I am trying to run on our cluster with job scheduler. Our IT manager setup the profile, however I always get some job hanging at E forever and the master job is simply waiting for them. Manual delete these job does not work as well. Any suggestions will be appreciated.
/apps/cistem/1.0.0-beta/$command
qsub -N cisTEM -j oe -- /apps/cistem/1.0.0-beta/$command
qstat
Job id Name User Time Use S Queue
---------------- ---------------- ---------------- -------- - -----
295979.kylin cisTEM jianshi 00:00:04 E daily
295989.kylin cisTEM jianshi 00:00:04 E daily
296001.kylin cisTEM jianshi 00:00:04 E daily
296004.kylin cisTEM jianshi 00:00:04 E daily
296025.kylin cisTEM jianshi 00:00:04 E daily
296028.kylin cisTEM jianshi 00:00:04 E daily
296029.kylin cisTEM jianshi 00:00:04 E daily
296031.kylin cisTEM jianshi 00:00:04 E daily
296071.kylin cisTEM jianshi 00:00:00 E daily
296135.kylin cisTEM jianshi 00:00:00 E daily
A few questions :-
1. How many jobs are you submitting at once? Do some of the jobs connect?
2. Do jobs every run successfully?
3. Do you see red error messages in the gui?
4. Is the path of the project accessible in both your gui and the cluster nodes with exactly the same path?
E is supposed to mean that the job has finished and is exiting, I am not sure why it would get stuck here. Also in your qub command you have a --, does that do anything? It may well not matter though.
Cheers,
Tim
I submit 112 jobs. All jobs are connected, there are a few round iteration successfully completed. When the error comes out is rather random.
3. Do you see red error messages in the gui?
Sometime there is red error message as follows, sometime just quite waiting forever.
All slaves have re-connected to the master.
Error: Input parameter file /scratch/emlab/jianshi/betaG/120kxBin2/Assets/Parameters/startup_input_par_15_1.par not found
4. Is the path of the project accessible in both your gui and the cluster nodes with exactly the same path?

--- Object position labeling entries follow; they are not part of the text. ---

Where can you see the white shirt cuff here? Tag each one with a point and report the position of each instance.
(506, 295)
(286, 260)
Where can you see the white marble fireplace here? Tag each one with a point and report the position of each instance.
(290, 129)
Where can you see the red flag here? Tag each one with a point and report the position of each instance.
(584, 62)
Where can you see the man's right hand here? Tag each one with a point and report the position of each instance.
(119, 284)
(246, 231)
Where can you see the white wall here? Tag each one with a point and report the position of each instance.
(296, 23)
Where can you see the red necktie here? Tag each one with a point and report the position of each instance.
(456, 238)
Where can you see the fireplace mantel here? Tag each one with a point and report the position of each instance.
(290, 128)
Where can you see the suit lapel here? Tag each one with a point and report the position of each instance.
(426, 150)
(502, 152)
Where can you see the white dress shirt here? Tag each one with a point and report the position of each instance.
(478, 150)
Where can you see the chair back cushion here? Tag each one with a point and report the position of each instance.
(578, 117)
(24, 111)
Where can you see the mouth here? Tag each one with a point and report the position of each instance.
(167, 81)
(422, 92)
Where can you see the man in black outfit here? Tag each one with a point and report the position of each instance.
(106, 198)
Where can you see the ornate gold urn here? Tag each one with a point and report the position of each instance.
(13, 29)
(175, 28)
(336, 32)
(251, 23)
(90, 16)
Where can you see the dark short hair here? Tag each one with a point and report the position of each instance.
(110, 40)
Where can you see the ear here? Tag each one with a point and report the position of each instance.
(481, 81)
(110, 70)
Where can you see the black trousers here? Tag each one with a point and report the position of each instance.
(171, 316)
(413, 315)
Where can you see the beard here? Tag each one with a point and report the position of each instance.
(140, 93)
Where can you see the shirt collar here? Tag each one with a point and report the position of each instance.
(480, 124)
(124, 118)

Yes, it's accessible to all node
E is supposed to mean that the job has finished and is exiting, I am not sure why it would get stuck here. Also in your qub command you have a --, does that do anything? It may well not matter though.

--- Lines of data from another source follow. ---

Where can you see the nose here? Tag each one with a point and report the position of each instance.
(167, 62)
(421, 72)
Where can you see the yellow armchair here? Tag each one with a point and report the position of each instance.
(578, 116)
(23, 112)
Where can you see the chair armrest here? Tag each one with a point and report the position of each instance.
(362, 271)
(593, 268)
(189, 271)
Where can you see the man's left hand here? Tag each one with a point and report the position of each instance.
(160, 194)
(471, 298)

It's pretty much due to our cluster and job scheduler setting. But I have no clue where to start to debug.
Thanks,
Jian
This looks like some of the node jobs can't find the file. Do you know what your filesystem is - is it NFS?
Tim
It's GPFS. But it doesn't make sense to me, since there are already many successful iterations done. The cluster is a simple one, a headnode and eight computing node. I have logined in individually and confirmed that the directory are accessible.
To me, it seems the some job hanging without writing down the output par files but give wrong singal to job controller to next step.
Indeed, I found out today that one compute node actually rebooted itself and not NFS mounted so it can't access the shared file.
Cheers,
Jian
Hi Jian,
So everything is working now?
Cheers,
Tim
I have not test PBS queue submission yet due to occupied server.
Thanks and Happy Holidays,
Jian
I'm having a similar problem using the SLURM scheduler. I am running cisTEM from the headnode, my Manager command is $command, and my Command command is srun -p backfill -n 1 -o /dev/null $command. It completes with no problems when I run 2D classification, but when I do Ab-Initio, it hangs after a random number of iterations. The problem does not happen if I do local processing.
How many processors are you running? Do you get any error messages?
Tim
24 processors. No error messages. When I looked at the queue, there were jobs that were running but weren't proceding.
Hmm, that is weird that it happens with so few processors.
Does it stop during the connection generally? i.e. when it freezes does the number connected in the bottom left say 24/24, or does it freeze before it reaches 24?
Tim
Also, does it freeze on the first job "preparing stack" or later?
Thanks,
Tim
Hi Tim. The GUI doesn't seem to be aware anything is wrong; the refinement just stops proceeding. When I then manually checked the SLURM queue, there were jobs that were just going and going. It's like those particular jobs got stuck in a loop or something. I've just been working on local processors lately because we were having other problems with cisTEM on SLURM too. I'm going to start a new SLURM thread.